Probably when I have to deal with people who aren’t really passionate about wine.
What’s the most common misconception about your job?
It’s not all events, travelling, meeting with people, visiting fine restaurants, and tasting great wines. There is also a huge amount of researching, writing, correcting, reporting, and finding diplomatic solutions. Sometimes I feel like an emergency service.
What advice would you give someone who wants to succeed in wine PR?
First and foremost, you need to love wine, and food, then you need to know languages. You should be curious, creative, willing to improve, always, and have good writing skills. You need to be a problem-solver, sensitive and diplomatic, and without the need to be centre of attention. Sometimes I say, slightly tongue in cheek, that more than communications one should study psychology. And, no shortcuts please. To establish good, long-lasting relationships with both producers and press you must be reliable, transparent and honest, a true ‘partner in crime’.
What was your greatest moment?
One of many special memories is from the end of an international press event that I organised at the Enoteca Pinchiorri in Florence. After a tasting of the most magnificent wines, the patron of the Enoteca, Giorgio Pinchiorri, opened a magnum of Château d’Yquem 1928. Happiness, pure emotion!

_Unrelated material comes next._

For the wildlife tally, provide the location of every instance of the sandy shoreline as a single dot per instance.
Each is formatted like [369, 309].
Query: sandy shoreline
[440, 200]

And your greatest mistake?
Perhaps that I and my team never devote enough time to promoting ourselves. All our energy and passion is focused on ‘our’ clients.
What’s the one wine you recommend most often to friends?
Professionally I was born in Tuscany, and Sangiovese is always in my heart. But the list of grape varieties and styles I love is long. Above all, I love wines that speak of their growing areas, and this is the advice I give most often.
Born in Austria, Ursula Thurner is the founder and owner of Thurner PR, a Florence-based communications strategy and international PR agency that will celebrate its 25th anniversary next year.
Her agency, made up of eight women, works with leading names in the Italian wine industry, including Pio Cesare, Ornellaia, Masseto, Ricasoli, San Leonardo, Giodo and Tasca d’Almerita.